Chronicle of the First Interdisciplinary Research Week



Autor: IF

From August 5th to 9th, the first Interdisciplinary Research Week, titled «Determinism and Indeterminism: From Physics to Philosophy,» took place at the Universidad Austral. This intensive week was the main event of a three-year project funded by the John Templeton Foundation and the National Agency for Scientific and Technological Promotion. The project aimed to study the impact of new scientific findings on issues related to the determinism/indeterminism of nature and promote dialogue among Spanish-speaking physicists, biologists, neuroscientists, philosophers, and theologians.

The week included various activities. Two general public lectures were delivered, one by Dr. Olimpia Lombardi (University of Buenos Aires, Argentina) titled «What Indeterminism Does Quantum Mechanics Propose?» attended by over eighty engineering students, and another by Prof. Juan Arana (University of Seville, Spain) titled «The Many Faces of Determinism.» Professor Luz Marina Duque (University of the Valley, Colombia) gave a lecture to more than a hundred twenty students from the Faculty of Biomedical Sciences on «Unity and Order in the Cosmos.» Prof. Arana also provided the historical context of the determinism/indeterminism debate in a course specifically designed for university professors.

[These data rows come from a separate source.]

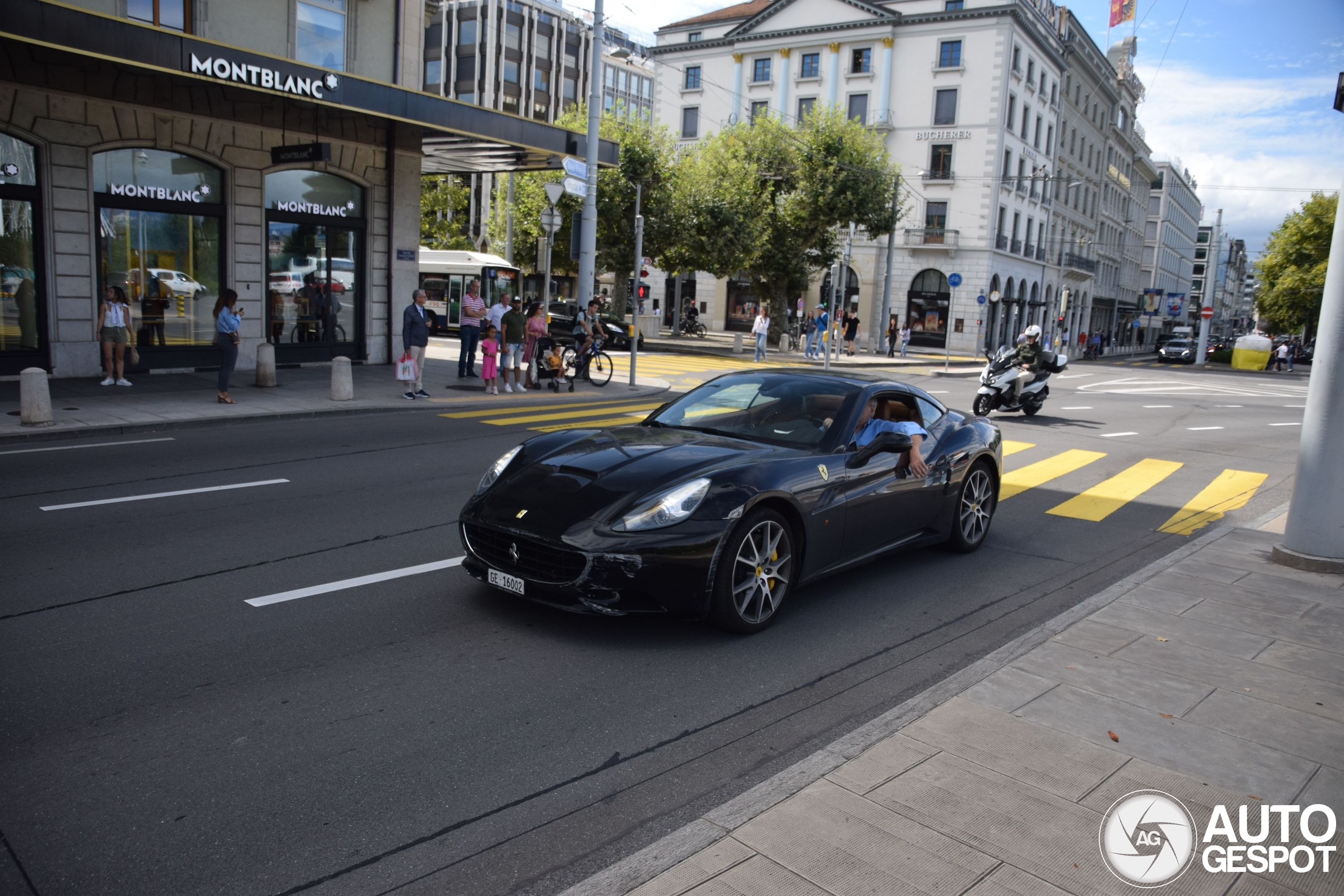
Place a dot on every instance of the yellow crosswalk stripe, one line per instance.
(511, 409)
(1041, 472)
(613, 421)
(1230, 491)
(1107, 498)
(569, 416)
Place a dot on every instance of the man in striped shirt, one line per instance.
(474, 309)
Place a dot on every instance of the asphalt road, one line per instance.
(429, 735)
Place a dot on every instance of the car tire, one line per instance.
(754, 573)
(975, 510)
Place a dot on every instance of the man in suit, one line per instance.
(414, 340)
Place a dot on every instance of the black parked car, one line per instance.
(725, 499)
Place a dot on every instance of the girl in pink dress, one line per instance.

However, the central activity of the week was the researchers’ workshop, which involved thirty scholars from seven countries. The workshop consisted of six working sessions (two per day). Six questions, carefully selected in advance (one per session), acted as small research sub-projects. Each question, which had previously been studied by a pair of scholars from different disciplines – a physicist along with a philosopher/theologian – was subjected to participants’ idea exchange during the sessions.

On the first day, philosophers Héctor Velázquez (Panamerican University, Mexico) and Claudia Vanney (Universidad Austral, Argentina) asked scientists Santiago Collado (University of Navarra, Spain) and Alan Heiblum (FONCyT – Universidad Austral, Argentina) about the scope of the notion of determinism and its applicability to scientific theories, human knowledge, and nature.

The following day, physicists Leonardo Vanni (University of Buenos Aires-Universidad Nacional de General Sarmiento, Argentina) and Olimpia Lombardi (Conicet, University of Buenos Aires, Argentina) questioned philosophers Sebastián Fortín (Conicet, University of Buenos Aires, Argentina) and Rafael Martínez (Pontificia Università della Santa Croce, Italy) about whether the most recent interpretations of quantum mechanics and highly unstable complex systems favor a deterministic or indeterministic understanding of nature.

On the third day, theologians/philosophers Francisco Soler (University of Seville, Spain) and Ignacio Silva (University of Oxford, United Kingdom) were interrogated by scientists Alejandro González Sánchez (Autonomous University of Zacatecas, Mexico) and Alejandro Clausse (Conicet – University of the Center of the Province of Buenos Aires, Argentina) on the origin of the universe and the providential action of God in nature. The methodology followed to deepen interdisciplinary dialogue has paved the way for fruitful future academic collaboration.